Quand la vie parfois, vous tend des pièges. Quand les matins vous semblent douloureux et les nuits interminables. Quand le blues pollue vos journées, même si elles sont ensoleillées. Où est le remède ? Quelles sont les solutions ? Nous sommes tous un peu pareils, nous nous renfermons sur nous mêmes en espérant que ça passe. Mais ça ne passe pas. Il faut supporter cet estomac qui fait des noeuds, il faut accepter nos regards noirs. Il faut aussi supporter et accepter que nos vies ne soient pas celles dont on rêvait. Il faut supporter l'absence, la douleur, l'ennui et le manque. Je me réfugie alors dans les mots. Depuis quelques jours, j'ai repris l'écriture de " Je n'ai pas dansé depuis longtemps", un roman en gestation depuis de longs, de très longs mois. Pourquoi reprendre maintenant ? Parce que l'écriture est un médicament, parce que lorsque je me plonge dans la construction de mon histoire, j'oublie un peu le reste. J'oublie un peu la monotonie, les regrets. Mais les mots ne sortent pas tout seul. J'ai une admiration sans borne pour ceux qui sont capables de nous transporter, de guérir nos maux. J'aime profondément la poésie de Renaud, le digne héritier de Brassens. Leurs textes ciselés sont des diamants. J'aime profondément aussi Rimbaud et son fils spirituel, Hubert-Félix Thiéfaine. Même si, parfois, à les lire et les écouter, je chope un coup de moins bien. Oui, leur sensibilité les traine parfois aussi dans la douleur et la mélancolie. Et parlons d'amis, parlons de gens que je cotoie et qui possèdent aussi ce sacré talent, cette plume volante. Mon ami le rhino grincheux a écrit moult textes pour "Pas d'soucis", mais il rédige aussi un blog remarquable de finesse et de force. Je ne passe pas sous silence Céline Aubertot-Cauvin. Notre récente collaboration sur un projet musical m'a donné envie de relire ses livres. Je pioche au hasard des pages. Et je me régale. Et je lis et relis les romans de Philippe Djian. Il est un phare dans la mer des bouquins qui sortent ça et là. 

Voilà, juste quelques mots pour dire que je les aime.

Chris

Du soleil dans la grisaille.

Salut les gens,

La neige et le froid ( et oui, déjà...) font leurs apparitions cette semaine. De quoi foutre le cafard à un troupeau d'optimistes béants. Mais aujourd'hui, je vais rejoindre le clan de ceux qui ont de bonnes nouvelles.

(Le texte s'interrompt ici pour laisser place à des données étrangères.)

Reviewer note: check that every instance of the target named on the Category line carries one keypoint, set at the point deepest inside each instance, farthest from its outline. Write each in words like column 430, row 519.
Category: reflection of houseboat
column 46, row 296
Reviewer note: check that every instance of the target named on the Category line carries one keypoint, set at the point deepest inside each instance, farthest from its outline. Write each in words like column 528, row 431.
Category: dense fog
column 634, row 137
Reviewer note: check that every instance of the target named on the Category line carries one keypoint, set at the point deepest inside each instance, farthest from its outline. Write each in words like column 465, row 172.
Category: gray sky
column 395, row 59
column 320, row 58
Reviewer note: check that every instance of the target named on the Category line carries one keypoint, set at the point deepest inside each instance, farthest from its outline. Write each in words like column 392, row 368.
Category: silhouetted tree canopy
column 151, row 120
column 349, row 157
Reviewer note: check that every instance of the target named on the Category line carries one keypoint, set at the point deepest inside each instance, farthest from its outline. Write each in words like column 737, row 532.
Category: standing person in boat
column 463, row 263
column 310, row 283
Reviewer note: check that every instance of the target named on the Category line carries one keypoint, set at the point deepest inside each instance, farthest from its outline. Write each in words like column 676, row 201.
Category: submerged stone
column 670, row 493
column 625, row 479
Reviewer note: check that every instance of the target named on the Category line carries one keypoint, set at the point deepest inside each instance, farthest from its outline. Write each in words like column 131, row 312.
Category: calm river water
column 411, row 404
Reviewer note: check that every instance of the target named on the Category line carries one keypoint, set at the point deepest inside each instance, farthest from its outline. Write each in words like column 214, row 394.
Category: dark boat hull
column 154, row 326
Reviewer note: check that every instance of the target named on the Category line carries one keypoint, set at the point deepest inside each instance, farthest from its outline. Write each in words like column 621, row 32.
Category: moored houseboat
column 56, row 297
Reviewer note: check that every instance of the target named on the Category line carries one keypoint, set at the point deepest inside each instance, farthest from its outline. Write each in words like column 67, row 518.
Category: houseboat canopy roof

Tout d'abord, vous connaissez ma colère permanente contre les flingueurs du lundi, mercredi, jeudi, samedi et dimanche ( excusés du peu) mais en ce moment, de ce coté là, les nouvelles sont bonnes. Pas un week-end, pas une semaine sans un accident de chasse. Mais pour l'instant, ils se tuent en eux. J'ai décidé cette saison de ne plus faire la liste ici mais je peux vous dire que ça part très fort. Déjà 6 morts. Appelez moi quand ils fermeront les cercueils, j'ouvrirai une bouteille.

Mais ma bonne humeur ne vient pas de là. Elle vient tout d'abord d'une visite à mon grand ami le rhino grincheux. Une visite surprise, en compagnie de mon ami Jean-Claude, et de Zano. Nous avons trouvé un rhino prêt pour une balade, en reconquète en quelques sortes. Cette Putain de maladie, il l'a mise à mal. Son sourire et ses mots ce jour là, vaut tous les antidepresseurs du monde. Comme en plus, nous sortions de chez Céline, autre grande amie, j'avais le coeur joyeux.

Et puis.... Philippe Djian vient de sortir son nouveau roman " Chéri-Chéri", que je suis en train de dévorer, Hubert Félix Thiéfaine va sortir son nouvel album et j'ai découvert Garance. Une jeune chanteuse. Je vous invite à foncer sur le net pour la découvrir. GARANCE.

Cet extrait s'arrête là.